La giustizia climatica è l’idea che il cambiamento climatico non colpisce tutti allo stesso modo e che, quindi, non può essere affrontato solo come un problema tecnico o scientifico. È anche un problema sociale, perché coinvolge diritti, responsabilità e disuguaglianze. Alcune popolazioni stanno già pagando un prezzo molto alto per una crisi che in realtà è stata causata, in gran parte, da altri.
Pensiamo ai Paesi più poveri del mondo, o a certe comunità rurali, costiere o indigene. Sono spesso i primi a subire le conseguenze del riscaldamento globale, come l’innalzamento del livello del mare, la desertificazione o la scarsità d’acqua. Eppure, sono anche quelli che hanno contribuito di meno all’inquinamento e all’aumento delle emissioni di gas serra. I Paesi ricchi, invece, sono stati per decenni i principali responsabili delle emissioni, perché hanno costruito la loro ricchezza usando combustibili fossili come carbone e petrolio.
La giustizia climatica chiede, quindi, che si tenga conto di queste differenze. Non è giusto, per esempio, pretendere che tutti i Paesi facciano gli stessi sforzi nella lotta al cambiamento climatico, se le responsabilità storiche non sono le stesse. Allo stesso modo, anche all’interno di uno stesso Paese, le persone più povere o con meno mezzi hanno bisogno di essere aiutate ad affrontare la transizione ecologica, per non essere lasciate indietro.

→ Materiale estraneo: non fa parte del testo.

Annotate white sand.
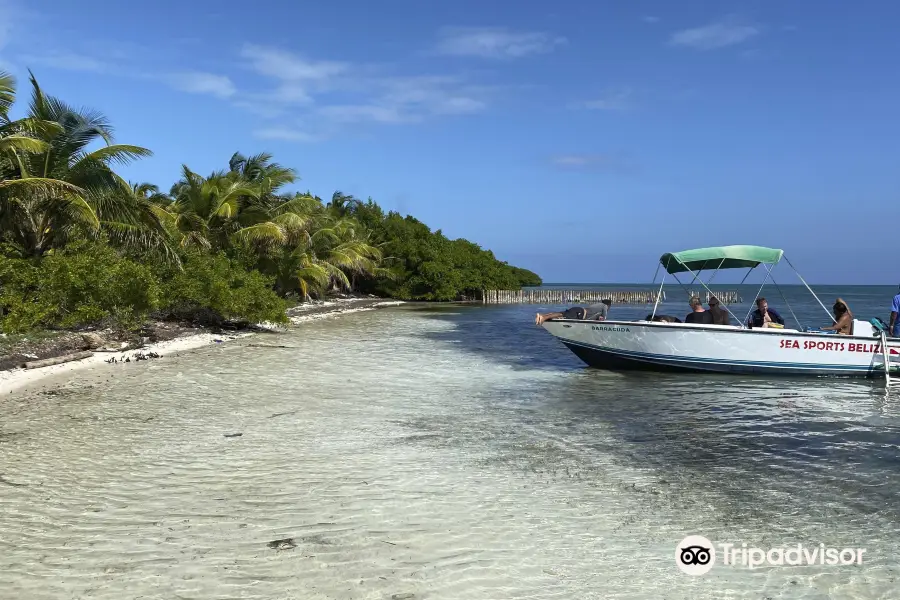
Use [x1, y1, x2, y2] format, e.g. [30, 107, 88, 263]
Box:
[0, 299, 403, 395]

Un altro aspetto importante è la partecipazione: chi subisce le conseguenze della crisi climatica dovrebbe poter dire la sua, avere voce nei processi decisionali. Giovani, comunità locali, popolazioni indigene: sono tutti soggetti che spesso non vengono ascoltati, ma che hanno tanto da dire e da insegnare.
In poche parole, la giustizia climatica significa affrontare il cambiamento climatico con attenzione all’equità e ai diritti umani. Perché salvare il pianeta non basta: bisogna farlo in modo giusto per tutti.